Improving Gitlab CI performance with a custom Docker image

How to improve Gitlab CI performance and reduce CI/CD build times for Node.js projects using custom Docker images

Improving Gitlab CI performance with a custom Docker image
npm is storing so many files on disk that it weights more than black holes

In this article, I’ll explain how I’ve drastically reduced the execution time of the CI/CD pipeline of my monorepo. The examples of the article are geared towards Gitlab CI, but the ideas are applicable to other systems as well.

We’ve been using Gitlab for quite some time now. Unfortunately for us, the install/build times for NodeJS based projects are quite disappointing. There’s a long standing open issue regarding that problem and no solution is available as of yet.

For npm projects, the official guidelines of Gitlab propose to add the npm cache folder to the CI cache, but this approach is too slow for many projects. It’s even worse with monorepos where the number of dependencies can be quite large.

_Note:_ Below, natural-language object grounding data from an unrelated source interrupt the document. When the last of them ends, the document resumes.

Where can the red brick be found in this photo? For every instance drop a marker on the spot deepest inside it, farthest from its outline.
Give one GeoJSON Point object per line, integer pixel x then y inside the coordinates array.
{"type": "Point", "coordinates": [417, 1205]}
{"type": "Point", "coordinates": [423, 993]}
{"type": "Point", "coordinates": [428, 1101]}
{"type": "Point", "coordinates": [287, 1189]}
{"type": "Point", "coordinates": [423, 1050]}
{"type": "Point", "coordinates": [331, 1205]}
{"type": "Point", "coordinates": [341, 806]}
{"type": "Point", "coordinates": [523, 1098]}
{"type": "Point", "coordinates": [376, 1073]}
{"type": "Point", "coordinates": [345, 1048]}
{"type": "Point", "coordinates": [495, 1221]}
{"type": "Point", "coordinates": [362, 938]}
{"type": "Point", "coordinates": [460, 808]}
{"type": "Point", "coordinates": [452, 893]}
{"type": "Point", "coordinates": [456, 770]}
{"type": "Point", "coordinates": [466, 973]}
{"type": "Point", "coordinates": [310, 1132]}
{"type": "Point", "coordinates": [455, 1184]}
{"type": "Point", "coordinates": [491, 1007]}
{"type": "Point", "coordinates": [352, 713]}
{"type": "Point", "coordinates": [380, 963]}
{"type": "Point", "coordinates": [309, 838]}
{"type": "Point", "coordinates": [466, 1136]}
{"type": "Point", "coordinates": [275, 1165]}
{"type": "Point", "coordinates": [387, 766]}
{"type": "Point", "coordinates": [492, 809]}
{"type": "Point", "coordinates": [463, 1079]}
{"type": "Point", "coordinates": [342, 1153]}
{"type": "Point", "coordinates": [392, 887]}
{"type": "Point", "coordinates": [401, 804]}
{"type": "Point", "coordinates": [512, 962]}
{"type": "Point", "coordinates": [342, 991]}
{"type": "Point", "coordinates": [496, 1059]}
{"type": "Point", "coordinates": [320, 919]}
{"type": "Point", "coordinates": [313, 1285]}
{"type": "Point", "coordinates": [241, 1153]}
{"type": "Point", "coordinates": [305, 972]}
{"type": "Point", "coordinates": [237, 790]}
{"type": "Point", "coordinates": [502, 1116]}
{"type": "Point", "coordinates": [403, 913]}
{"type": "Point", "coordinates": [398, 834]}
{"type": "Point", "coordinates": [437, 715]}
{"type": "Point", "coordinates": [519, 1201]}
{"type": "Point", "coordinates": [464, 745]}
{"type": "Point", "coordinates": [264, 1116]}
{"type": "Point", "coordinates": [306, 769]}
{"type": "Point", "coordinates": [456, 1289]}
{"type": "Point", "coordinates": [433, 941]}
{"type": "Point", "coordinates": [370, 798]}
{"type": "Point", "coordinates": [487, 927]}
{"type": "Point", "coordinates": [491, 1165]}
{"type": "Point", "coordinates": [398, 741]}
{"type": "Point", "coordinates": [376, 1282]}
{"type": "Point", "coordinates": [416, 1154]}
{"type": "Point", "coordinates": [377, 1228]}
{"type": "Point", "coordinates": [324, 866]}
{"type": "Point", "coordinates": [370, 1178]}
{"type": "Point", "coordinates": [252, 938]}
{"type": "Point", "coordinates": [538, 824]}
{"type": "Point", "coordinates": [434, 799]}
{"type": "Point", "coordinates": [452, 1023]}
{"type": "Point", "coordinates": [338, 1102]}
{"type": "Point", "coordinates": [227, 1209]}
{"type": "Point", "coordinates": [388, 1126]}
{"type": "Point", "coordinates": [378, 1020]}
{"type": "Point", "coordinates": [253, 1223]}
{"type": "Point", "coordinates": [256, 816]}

The problem is that the caching mechanism offered by Gitlab CI is not that fast for dealing with the node_modules or npm cache folders. As we all know, node_modules folders are among the heaviest objects in the universe…

In my project, that folder contains ~160K files, adding up to ~750MB (!).

For this reason, it takes a really long time for the caching system to compress all the files, upload the archive and retrieve/unpack it for each subsequent pipeline job.

Gitlab CI is slow with Node.js

Just to give you an idea, here’s what my pipeline looks like:

Here’s a breakdown of what each job does:

  • Codegen generates shared code based on static assets
  • Compile
  • Lint: performs so basic code quality checks
  • Unit tests
  • End-to-end tests: optional/manual step that uses Cypress against Storybook to test pages/components/scenarios
  • Build the affected apps (anything that was changed or that needs to be rebuilt because a dependency has changed)
  • Static security audit: basic security checks (dependency versions, known vulnerabilities, etc)
  • Create Docker images (first step for the CD pipeline)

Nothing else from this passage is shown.